On December 16, 1997, this court recalled the mandate. The parties were afforded the opportunity to file supplemental briefs on the issue of the meaning of the supervisory order. The matter was scheduled for oral argument on May 20, 1998.
Analysis
The defendant maintains that the supervisory order subjected him to double jeopardy in violation of the United States Constitution. The crux of the defendant's constitutional argument is his contention that the original order of this court, finding that the evidence at trial was insufficient to support his conviction, became final and binding on June 5, 1996, when our supreme court denied the State's petition for leave to appeal. See, Burks v. United States, 437 U.S. 1 (1978) (reversal of a criminal conviction by a reviewing court based upon insufficiency of the evidence is equivalent to an acquittal in the trial court for double jeopardy purposes); See also, Dillenburg v. Hellgren, 371 Ill. 452, 456-57 (1939) (denial of petition for leave to appeal renders the judgment final); United States ex rel. Falconer v. Lane, 708 F. Supp. 202 (N.D. Ill. 1989) (denial of petition for leave to appeal by the Illinois Supreme Court renders a conviction final for res judicata purposes).
We believe that the defendant is correct. The State's petition for leave to appeal (PLA) raised the issue that the death of Justice Stouder rendered the order of this court invalid. Their petition also raised the issue of whether the order was correct in reversing the defendant's conviction based upon the failure of the State to prove him guilty beyond a reasonable doubt. By denying the State's petition for leave to appeal, our supreme court in effect ruled on, and rejected, those attacks upon this court's original order. Under the above cited authority, denial of the PLA should have precluded the State from raising those same issues in its motion for supervisory order under the doctrine of res judicata. The supervisory order, therefore, clearly subjected the defendant to double jeopardy.

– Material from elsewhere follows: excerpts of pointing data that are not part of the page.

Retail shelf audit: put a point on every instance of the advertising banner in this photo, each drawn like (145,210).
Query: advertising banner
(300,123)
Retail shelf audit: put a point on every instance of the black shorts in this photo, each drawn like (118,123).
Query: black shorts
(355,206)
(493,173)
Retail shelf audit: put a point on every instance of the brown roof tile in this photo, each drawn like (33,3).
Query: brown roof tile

Having said that, we must agree with the State's argument that we are powerless to act upon our conclusion. As the State so confidently points out to us we have no authority to overrule the supreme court or to modify its decisions. People v. Denson, 139 Ill. App.3d 914 (1985); In the interest of R.P.M., 113 Ill. App.3d 376 (1983). Justice Heiple, writing the opinion for this court in R.P.M. stated:
The threshold issue is whether an appellate court can rule that its own state Supreme Court has violated the constitution in reaching a decision. We find that we have no such authority. It is fundamental that appellate courts are without authority to overrule the Supreme Court or to modify its decisions." In the Interest of R.P.M., 113 Ill. App.3d at 379.
In short, this court is bound to follow our supreme court's supervisory order and vacate our original order, even though by doing so we are clearly violating the defendant's constitutional rights by subjecting him to double jeopardy. We looked for the wisdom of Solomon to lead us out of this dilemma. Having found none, we deny the defendant's motion to affirm our previous order. We direct the parties to proceed with the appeal. The clerk of this court will inform the parties of the date for oral argument on the merits of the appeal.
The motion of the defendant to enter an order holding that our original order is a final order which is not subject to further review is hereby denied.
MOTION DENIED.
I concur with the result reached in the judgment of the court based solely upon the narrow issue that this court is bound by the supervisory order of the supreme court.
HOMER, J., joins in the special concurrence.